Insgesamt hat es wohl allen gefallen. Die Berlinerin fragt mich wieder, wie ich mir die Fachbegriffe merken kann, ich antworte mit "Weiß ich selbst nicht so genau, ist wohl einfach Übung" :D.
Nachdem wir uns alle noch eine Weile unterhalten haben und für Fotos posierten, beschlossen wir, was trinken zu gehen. Das war toll. Wir saßen an einem Tisch auf einer Wiese unterm Sonnenschirm und bestellten uns einen Sekt. Toll war das vor allemn deswegen, weil ich das wegen Corona schon ewig nicht mehr gemacht hab.
Zurück im Behindertenklo will ich nur noch meine Schuhe zubinden und lehne an die Wand dabei und... treffe direkt den Notknopf dabei, von dem ich nicht mal wusste, dass er da war. Fuck. :D Der krönende Rumlöm-Abschluss :D.
Ich schnell die Schuhe an, Tasche gepackt und hochgesprintet, um Bescheid zu sagen und mich tausend mal zu entschuldigen. Das "Ach, das passiert hier öfter mal." vom Personal half auch irgendwie nicht, dass es mir weniger peinlich war. Aber fürs Schämen war keine Zeit, mein Zug fuhr.
Am Bahnhof sitzend zog in der Ferne ein Gewitter auf, es regnete aber nicht, nur irgendwo weiter hinten. Raben kamen, setzten sich auf ein Hausdach und drehten sich tatsächlich so, dass sie das Gewitter anschauten. Wer mich kennt, weiß: Das ist meine Art der Romantik. Es war perfekt.
Der Zug nach Hause fuhr dann aus dem Unwetter bis zu mir, strahlender Sonnenschein. Froind begrüßt mich im Flur, fragte kurz, wie es war, und sagt "Wir gehen jetzt Essen zur Feier des Tages."
Okay :D. Wir gingen zum Italiener und setzten uns nach draußen. Während ich anfing, Froind zu erzählen, wie es war, verdunkelte sich der Himmel immer mehr. Das Personal kam alle 5 Minuten "Setzt euch rein, kommt rein!" und wir "Nein, es ist sehr angenehm."
War es auch. Irgendwann nieselte es und unser Rücken wurde nass. Die Getränke kommen, wir stoßen an und während der Regen langsam zunimmt, frage ich Froind, ob wir nicht doch reinsollten. "Nö, ich finds noch angenehm." Stimmte ja auch, endlich Abkühlung.
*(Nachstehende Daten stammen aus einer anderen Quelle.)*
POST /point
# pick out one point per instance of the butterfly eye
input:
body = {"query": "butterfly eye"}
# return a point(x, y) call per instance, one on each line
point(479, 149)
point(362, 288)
Als wir halb durch die Vorspeise sind, prasselt der Regen plötzlich so richtig los. Es war, als hätte man einen Duschkopf angestellt. Ich fange an, gleichzeitig zu lachen und zu schreien, während wir versuchen, unser Bruschetta vorm Regen zu schützen und sprinten unter dem Gelächter aller anderen Restaurantbesucher nach drinnen. Wir sitzen uns gegenüber und lachen uns einfach nur aus :D. Hinter Froind sehe ich die Sturzbäche, die da runterkommen. Wenn Autos vorbeifahren, spritzt eine riesige Welle hoch und landet klatschend auf den hinteren Tischen.
Neben mir sagt ein Mann am Tisch "Ach, ich stell jetzt hier einen Timer mit dem Handy, das hört in 5 Minuten auf."
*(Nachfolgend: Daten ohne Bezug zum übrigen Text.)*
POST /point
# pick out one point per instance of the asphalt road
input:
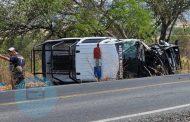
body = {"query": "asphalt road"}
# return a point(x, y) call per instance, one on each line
point(104, 101)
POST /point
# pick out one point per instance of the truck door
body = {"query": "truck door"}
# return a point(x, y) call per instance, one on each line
point(62, 62)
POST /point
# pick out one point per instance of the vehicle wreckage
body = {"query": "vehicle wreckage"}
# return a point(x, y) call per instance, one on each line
point(76, 60)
Ich dreh mich zu ihm: "Ja, das dachten wir auch :D!"
Wieder Gelächter im Raum, während ich wieder mal zugeben muss, dass wir es einfach nicht schaffen, mal "normal" essen zu gehen.
Das Essen an sich war lecker wie immer und lief zum Glück ereignislos. Nach einem Verdauungspaziergung, den wir machten, um den doppelten Averna loszuwerden, den man uns noch aufs Haus anbot, war ich endlich Zuhause, hüpfte unter die Dusche und schaute noch kurz aufs Handy, das voll war mit Nachrichten mit "Wir stehen im Stau!!"
Und dann endlich: Bett. Der Tag kam mir ewig lang vor, einschlafen konnte ich trotzdem lange nicht.
Bis aufs Arbeiten habe ich heute nichts vor und werde mich ausruhen. Muss ich auch, denn morgen ist Premiere. Da beginnt die Spielzeit erst so richtig.